Our neighbours told us about this amazing national park that Bolivia shares with Chile. This park is home to wild vicunas, llamas, alpacas, pink flamingos, and holds Bolivia’s highest mountain. At 21463 ft / 6542 m the mountain looms over flat, barren land with some of the harshest and varying temperatures I have ever experienced.
We began our trip early in the morning and caught a bus going to Arica, Chile. We were dropped off in the middle of nowhere about 15 minutes from the Chilean border. This was apparently the gate to the national park, but there was very little to indicate that this was in fact true. We had decided to hike the rest of the way into Sajama village…a mere 12km couldn’t be that bad, right? Well it wasn’t, until after an hour we could see Sajama village and could continue to see it for the remaining 2 hours that we walked. It was like dangling a carrot in front of a hungry man, but never letting him eat it. Our 3-hour, uphill hike across Isla del Sol was easier than this flat, sandy, taunting walk in severely hot sunlight. I felt like my pants might light on fire.
|Paco, at the national park "gate"|
|People live here|
Amelia once again impressed us! I’m beginning to think she really likes adventures! During our breaks she would walk off into the fields, reveling in the freedom and the space that we lack in La Paz…and we just let her. She could have walked all the way to Sajama and we still would have been able to see her, so we weren’t worried.

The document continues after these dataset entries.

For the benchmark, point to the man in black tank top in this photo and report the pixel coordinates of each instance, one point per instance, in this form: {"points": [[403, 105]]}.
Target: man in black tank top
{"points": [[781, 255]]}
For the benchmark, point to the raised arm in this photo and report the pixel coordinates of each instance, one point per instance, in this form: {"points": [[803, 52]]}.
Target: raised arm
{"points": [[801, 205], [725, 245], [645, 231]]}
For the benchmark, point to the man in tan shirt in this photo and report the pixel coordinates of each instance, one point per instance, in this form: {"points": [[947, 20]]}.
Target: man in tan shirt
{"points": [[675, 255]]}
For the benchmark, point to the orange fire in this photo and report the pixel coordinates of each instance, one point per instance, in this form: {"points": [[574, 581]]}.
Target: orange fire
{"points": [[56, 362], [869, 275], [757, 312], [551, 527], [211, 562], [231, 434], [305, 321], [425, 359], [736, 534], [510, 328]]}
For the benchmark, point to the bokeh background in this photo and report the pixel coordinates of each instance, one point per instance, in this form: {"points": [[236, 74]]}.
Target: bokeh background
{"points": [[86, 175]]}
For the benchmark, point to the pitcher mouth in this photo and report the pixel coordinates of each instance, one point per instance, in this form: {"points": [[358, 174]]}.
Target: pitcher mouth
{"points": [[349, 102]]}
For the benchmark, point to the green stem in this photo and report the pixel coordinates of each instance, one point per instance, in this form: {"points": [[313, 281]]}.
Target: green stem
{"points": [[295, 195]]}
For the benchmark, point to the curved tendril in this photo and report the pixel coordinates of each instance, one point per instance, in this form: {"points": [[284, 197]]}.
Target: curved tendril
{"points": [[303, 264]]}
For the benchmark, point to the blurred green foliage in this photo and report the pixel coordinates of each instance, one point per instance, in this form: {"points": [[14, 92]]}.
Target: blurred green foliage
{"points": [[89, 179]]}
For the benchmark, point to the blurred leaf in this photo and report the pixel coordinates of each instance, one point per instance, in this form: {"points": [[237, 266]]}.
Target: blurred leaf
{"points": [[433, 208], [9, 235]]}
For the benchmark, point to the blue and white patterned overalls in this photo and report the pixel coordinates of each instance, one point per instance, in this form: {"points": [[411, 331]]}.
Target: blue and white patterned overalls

|Our new little buddy "baby alpaca"|
Our adobe huts were there to greet these dusty travelers, and we all settled in for a bit of a rest. Do not be mistaken…resting with a toddler does not mean that we sleep. No, rather it means that we attempt to read kids’ books and keep ourselves awake while our child jumps on the bed and wants our undivided attention. After about an hour of this we decided to go outside to defeat the sleep that wanted to overtake us once and for all…it worked. It was like winter outside. I put on all of the clothes I had brought with me. I was still cold. We had killed enough time for supper to be ready and we filled our bellies with llama meat, rice and soup.
The next morning we decided to visit the world’s highest forest. These trees are capable of growing at high altitude. They can survive as high as 5300m from what I’ve read. They aren’t like trees we are used to…they are more like a tall bush, have a blood red trunk that is super flaky, and are as hearty as anything. We climbed a decent sized hill on a perfectly straight path without any switchbacks and found ourselves at 4500m. The view was amazing and once again the temperature was hot.
|One of the trees from the forest|
|After bouldering to the top of a ridge, she jumped right off!|
That afternoon we hired a guy to drive us out to the hot springs…he dropped us off in the middle of nowhere and pointed us in the general direction of where they were. We wandered for sometime, marveling in the warm waters flowing in the river, the lizards, and the slightly more lush vegetation, and finally found where these hot springs were. It was a picturesque, natural pool fed from a spring further up, with an unobstructed view of Sajama Mountain. The water was warm and soothed our tired bodies…the air around us was cooling off as the sun dipped behind the mountain, so we were glad for the warmth.
|At the hot springs|
We walked back to Sajama village…about a 6km walk through arid brush, and llama poop. We had a difficult time finding a place to get food when we got back, and wandered around the dark town looking for a place to eat. We ended up at a small shop we had eaten lunch at earlier in the day…her door was closed, but the light was on so we tentatively knocked and she gladly let us in and fed us up.
Our trip home was just as eventful (although, it included much less walking). Our hostel host would not give us breakfast in the morning so we had to make due with the snacks that we had for our 5-hour journey home. We hired someone to drive us to the Chilean border so we could catch a bus heading back to La Paz. When we arrived at the border there were semi-trucks lining both sides of the road (all heading in the same direction, mind you) for about 15km. We waited for a while to see if things would clear up…they didn’t. Our driver couldn’t take us any further so we walked the rest of the way to the border where we quickly found a bus. On the last leg of our trip we came to El Alto, the city just above and attached to La Paz, where they made us get off the bus and wait for another one because they said, “something was wrong with the bus”. This was not the case…rather it has something to do with permissions and certain buses can get through without paying tolls…so after waiting 30 minutes we got on another bus that drove for only about 5 minutes when the driver stopped, came back and told us that this bus didn’t work either and we’d have to wait for another one. So…we waited and got on another bus that thankfully took us the rest of the way to La Paz.
We absolutely loved our time in Sajama! It’s so nice to take breaks from the congestion here in the city and to experience other parts of this wild country. I would strongly encourage you to visit this national park if you come to Bolivia…it was a great experience with Amelia, and I would say that it is doable with kids. One lady in the village told me that people often don’t bring kids there, and this was evident by the stares that Amelia received from the other children that lived there. It’s harsh, and challenging, but totally worth it!